If I needed to calculate this for only two single vectors it would be trivial since I would just use the formula for euclidean distance:
D(x, y) = ∥y – x∥ = √ ( xT x + yT y – 2 xT y )
and converting that into numpy would be as simple as doing something like this
a@a.T - 2*a@b.T + b@b.T
however, doing it for two matrices of size PxQ and RxQ is proving to be tricky without the use of for loops.
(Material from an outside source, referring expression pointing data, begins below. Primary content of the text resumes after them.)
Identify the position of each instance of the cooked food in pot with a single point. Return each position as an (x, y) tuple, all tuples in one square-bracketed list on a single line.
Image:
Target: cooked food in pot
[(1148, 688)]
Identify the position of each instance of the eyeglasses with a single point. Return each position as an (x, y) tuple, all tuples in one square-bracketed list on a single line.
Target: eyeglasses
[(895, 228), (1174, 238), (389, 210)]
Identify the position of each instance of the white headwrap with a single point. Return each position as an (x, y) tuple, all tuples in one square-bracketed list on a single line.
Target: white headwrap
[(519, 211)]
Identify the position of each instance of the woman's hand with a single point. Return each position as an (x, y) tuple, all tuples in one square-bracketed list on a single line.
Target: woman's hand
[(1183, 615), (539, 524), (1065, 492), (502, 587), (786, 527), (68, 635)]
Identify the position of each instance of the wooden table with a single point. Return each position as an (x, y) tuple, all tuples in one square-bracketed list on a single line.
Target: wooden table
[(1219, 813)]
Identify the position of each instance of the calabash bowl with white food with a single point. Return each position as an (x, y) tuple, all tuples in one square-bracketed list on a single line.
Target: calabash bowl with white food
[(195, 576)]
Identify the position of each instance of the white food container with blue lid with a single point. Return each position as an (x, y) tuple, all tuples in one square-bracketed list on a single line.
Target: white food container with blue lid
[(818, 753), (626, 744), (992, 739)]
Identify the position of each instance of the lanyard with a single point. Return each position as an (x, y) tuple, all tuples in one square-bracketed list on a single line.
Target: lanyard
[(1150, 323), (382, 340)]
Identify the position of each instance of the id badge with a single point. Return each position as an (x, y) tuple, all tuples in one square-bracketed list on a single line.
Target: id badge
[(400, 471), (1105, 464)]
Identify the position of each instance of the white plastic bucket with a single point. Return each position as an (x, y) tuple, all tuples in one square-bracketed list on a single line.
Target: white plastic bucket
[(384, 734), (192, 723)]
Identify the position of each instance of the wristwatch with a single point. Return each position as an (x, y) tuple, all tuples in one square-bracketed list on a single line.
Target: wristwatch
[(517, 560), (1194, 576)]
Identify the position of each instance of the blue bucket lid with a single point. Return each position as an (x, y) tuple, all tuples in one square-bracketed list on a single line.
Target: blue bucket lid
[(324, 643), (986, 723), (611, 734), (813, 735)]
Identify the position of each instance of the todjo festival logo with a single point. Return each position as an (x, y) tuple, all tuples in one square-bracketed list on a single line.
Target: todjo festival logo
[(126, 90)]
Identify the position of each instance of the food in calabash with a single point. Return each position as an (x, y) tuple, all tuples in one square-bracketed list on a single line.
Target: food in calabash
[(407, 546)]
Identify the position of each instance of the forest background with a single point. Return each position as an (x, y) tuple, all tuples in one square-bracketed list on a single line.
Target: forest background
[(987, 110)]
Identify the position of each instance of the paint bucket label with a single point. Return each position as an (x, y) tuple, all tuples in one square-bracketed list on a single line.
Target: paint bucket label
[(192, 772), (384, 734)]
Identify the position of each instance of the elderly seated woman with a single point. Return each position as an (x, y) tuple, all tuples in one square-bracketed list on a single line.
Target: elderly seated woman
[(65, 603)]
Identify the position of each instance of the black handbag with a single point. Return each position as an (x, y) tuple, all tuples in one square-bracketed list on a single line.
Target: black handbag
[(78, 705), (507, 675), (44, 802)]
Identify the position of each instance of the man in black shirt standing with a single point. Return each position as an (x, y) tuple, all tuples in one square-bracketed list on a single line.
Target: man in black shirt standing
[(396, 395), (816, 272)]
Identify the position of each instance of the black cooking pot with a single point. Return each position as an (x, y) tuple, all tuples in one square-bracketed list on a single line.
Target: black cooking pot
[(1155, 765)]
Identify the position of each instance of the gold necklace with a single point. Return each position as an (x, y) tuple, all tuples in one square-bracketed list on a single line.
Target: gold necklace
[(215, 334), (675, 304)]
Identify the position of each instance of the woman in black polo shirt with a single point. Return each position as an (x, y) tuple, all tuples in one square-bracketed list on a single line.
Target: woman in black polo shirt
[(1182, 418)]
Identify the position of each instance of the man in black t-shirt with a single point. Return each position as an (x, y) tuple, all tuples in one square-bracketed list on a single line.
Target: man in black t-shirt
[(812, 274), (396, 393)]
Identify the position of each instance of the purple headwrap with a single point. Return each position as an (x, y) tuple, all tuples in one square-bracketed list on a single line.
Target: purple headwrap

To give a better example of what I am trying to do if I had this matrix called A:
[[ 4 9 9]
[11 8 1]
[ 2 6 4]
[ 4 7 11]
[ 6 7 9]]
and a matrix called B:
[[ 5 8 8]
[10 5 1]
[ 6 6 9]
[ 2 1 2]
[ 9 1 3]
[ 6 1 6]
[ 9 10 3]
[10 4 8]]
Then I would want to be able to calculate the resultant matrix C:
[[ 1.73205081 10.77032961 3.60555128 10.81665383 11.18033989 8.77496439
7.87400787 7.87400787]
[ 9.21954446 3.16227766 9.64365076 11.44552314 7.54983444 9.94987437
3.46410162 8.1240384 ]
[ 5.38516481 8.60232527 6.40312424 5.38516481 8.66025404 6.70820393
8.1240384 9.16515139]
[ 3.31662479 11.83215957 3. 11. 11.18033989 8.06225775
9.89949494 7.34846923]
[ 1.73205081 9.16515139 1. 10.04987562 9. 6.70820393
7.34846923 5.09901951]]
I believe the top solution on stack overflow for this thread solution is doing exactly that, but it is in matlab and I am having trouble converting it into a Python numpy solution.